Reviews for "The Occult Mirror and its Connection to Scrying Bowls and Crystal Balls"

1. Name: Emily
Rating: 2/5
Review: I was really disappointed with "Occult Mirror". The storyline started off promising, but it quickly became convoluted and confusing. The characters were also poorly developed, making it difficult to connect with them. Additionally, the pacing was inconsistent, with some parts dragging on while others were rushed. Overall, I found the book to be unfocused and lacking in depth.
2. Name: Mark
Rating: 1/5
Review: "Occult Mirror" was a complete disappointment. The plot was predictable and lacked any originality.
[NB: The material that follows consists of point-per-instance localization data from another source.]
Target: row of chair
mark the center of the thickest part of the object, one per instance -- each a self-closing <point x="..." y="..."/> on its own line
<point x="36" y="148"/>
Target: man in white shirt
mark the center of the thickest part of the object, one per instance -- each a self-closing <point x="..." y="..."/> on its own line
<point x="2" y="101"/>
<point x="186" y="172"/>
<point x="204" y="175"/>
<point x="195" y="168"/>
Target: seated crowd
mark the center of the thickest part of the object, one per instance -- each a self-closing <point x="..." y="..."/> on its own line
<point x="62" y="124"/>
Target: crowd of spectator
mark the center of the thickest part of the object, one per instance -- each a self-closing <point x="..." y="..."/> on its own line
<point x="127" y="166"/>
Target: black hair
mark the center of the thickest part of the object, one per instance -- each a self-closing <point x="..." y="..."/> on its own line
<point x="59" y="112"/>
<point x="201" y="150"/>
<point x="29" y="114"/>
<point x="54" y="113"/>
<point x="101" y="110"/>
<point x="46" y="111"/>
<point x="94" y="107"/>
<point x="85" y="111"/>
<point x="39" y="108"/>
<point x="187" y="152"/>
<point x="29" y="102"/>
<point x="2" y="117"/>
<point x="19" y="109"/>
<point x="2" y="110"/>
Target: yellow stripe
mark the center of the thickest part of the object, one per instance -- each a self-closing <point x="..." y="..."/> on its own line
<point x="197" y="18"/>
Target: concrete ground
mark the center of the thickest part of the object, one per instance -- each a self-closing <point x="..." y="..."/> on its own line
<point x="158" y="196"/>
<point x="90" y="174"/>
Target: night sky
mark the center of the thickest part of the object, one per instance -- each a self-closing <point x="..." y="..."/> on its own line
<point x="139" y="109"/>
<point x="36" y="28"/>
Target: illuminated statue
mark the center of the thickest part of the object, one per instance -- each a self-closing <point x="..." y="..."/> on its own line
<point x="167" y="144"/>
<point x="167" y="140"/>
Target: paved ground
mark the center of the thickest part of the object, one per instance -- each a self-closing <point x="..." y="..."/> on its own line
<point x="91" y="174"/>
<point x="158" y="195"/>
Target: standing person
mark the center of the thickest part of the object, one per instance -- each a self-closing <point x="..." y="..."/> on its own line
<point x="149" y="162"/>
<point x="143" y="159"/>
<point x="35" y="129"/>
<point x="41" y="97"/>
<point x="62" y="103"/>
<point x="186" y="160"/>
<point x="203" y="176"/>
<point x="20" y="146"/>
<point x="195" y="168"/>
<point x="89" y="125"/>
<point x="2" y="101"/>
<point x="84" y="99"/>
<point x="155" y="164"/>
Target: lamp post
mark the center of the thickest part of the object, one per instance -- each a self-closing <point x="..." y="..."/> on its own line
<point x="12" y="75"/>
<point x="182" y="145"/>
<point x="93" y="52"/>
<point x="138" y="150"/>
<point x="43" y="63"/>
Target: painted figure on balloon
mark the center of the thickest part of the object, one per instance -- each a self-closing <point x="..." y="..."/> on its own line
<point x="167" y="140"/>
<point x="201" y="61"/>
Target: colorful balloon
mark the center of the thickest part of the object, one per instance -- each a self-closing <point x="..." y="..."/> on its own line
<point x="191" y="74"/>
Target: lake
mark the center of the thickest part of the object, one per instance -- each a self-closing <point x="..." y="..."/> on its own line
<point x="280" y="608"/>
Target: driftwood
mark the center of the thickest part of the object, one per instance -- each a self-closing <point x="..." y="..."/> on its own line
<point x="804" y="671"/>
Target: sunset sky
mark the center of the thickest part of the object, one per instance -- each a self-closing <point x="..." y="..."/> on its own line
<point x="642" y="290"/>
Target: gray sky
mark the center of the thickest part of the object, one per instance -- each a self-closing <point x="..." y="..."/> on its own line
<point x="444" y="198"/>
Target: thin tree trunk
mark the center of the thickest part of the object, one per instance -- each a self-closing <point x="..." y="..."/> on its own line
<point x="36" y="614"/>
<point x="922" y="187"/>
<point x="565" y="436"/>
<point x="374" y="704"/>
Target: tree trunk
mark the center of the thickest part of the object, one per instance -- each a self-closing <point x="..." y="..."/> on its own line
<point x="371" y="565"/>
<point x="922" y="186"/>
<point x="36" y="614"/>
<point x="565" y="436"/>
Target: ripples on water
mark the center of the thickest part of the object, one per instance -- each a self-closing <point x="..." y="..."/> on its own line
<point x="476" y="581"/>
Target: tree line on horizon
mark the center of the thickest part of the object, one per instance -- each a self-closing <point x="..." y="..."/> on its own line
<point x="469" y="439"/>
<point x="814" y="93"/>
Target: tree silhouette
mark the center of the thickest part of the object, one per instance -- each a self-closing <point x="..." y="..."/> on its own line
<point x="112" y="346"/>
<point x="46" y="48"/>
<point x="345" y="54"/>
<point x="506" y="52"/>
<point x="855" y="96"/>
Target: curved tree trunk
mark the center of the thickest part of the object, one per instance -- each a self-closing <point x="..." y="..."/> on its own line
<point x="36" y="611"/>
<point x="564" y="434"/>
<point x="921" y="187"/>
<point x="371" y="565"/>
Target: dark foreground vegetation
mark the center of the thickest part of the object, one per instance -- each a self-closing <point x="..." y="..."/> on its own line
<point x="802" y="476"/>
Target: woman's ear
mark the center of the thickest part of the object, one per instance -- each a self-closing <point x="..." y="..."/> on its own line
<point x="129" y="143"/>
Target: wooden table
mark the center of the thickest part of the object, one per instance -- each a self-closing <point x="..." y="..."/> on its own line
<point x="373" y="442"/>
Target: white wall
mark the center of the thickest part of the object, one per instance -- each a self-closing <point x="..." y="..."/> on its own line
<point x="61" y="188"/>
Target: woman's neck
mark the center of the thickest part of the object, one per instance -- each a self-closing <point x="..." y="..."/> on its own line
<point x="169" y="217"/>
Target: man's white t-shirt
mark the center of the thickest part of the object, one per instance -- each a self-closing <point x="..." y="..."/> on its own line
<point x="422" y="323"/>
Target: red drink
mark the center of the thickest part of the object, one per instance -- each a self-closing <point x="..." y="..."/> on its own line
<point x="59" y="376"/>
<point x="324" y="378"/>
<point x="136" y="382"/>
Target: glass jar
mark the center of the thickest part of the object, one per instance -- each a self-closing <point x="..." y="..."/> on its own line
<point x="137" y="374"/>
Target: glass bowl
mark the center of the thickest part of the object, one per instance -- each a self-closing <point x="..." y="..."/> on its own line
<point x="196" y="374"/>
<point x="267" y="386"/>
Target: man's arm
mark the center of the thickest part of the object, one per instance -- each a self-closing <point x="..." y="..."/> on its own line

It felt like the author was ticking off all the cliched elements of a supernatural thriller without adding anything new or interesting. The writing itself was also lackluster, with choppy dialogue and lazy descriptions. I couldn't find anything enjoyable or engaging about this book.
3. Name: Sarah
Rating: 2/5
Review: As a fan of the occult genre, I was excited to read "Occult Mirror". However, it fell short of my expectations. The pacing was sluggish, and the story seemed to drag on without much happening. The characters were one-dimensional, lacking any real depth. I also found the dialogue to be unrealistic and forced. Overall, I was left unimpressed and unsatisfied with this book.
4. Name: James
Rating: 1/5
Review: "Occult Mirror" was a complete waste of my time. The premise held promise, but the execution was extremely poor. The writing was filled with grammatical errors and awkward phrasing, making it a chore to read. The plot was predictable, and the twists were ineffective and unoriginal. I would not recommend this book to anyone looking for a well-crafted occult thriller. Save yourself the disappointment.
5. Name: Amanda
Rating: 2/5
Review: I really wanted to enjoy "Occult Mirror", but unfortunately, I found it to be quite frustrating. The story had potential, but it lacked cohesion and clarity. The author seemed to jump around without providing enough context, which made it difficult to follow. The dialogue was also stiff and unnatural, making it hard to become invested in the characters' struggles. Overall, I was left feeling disappointed and underwhelmed by this book.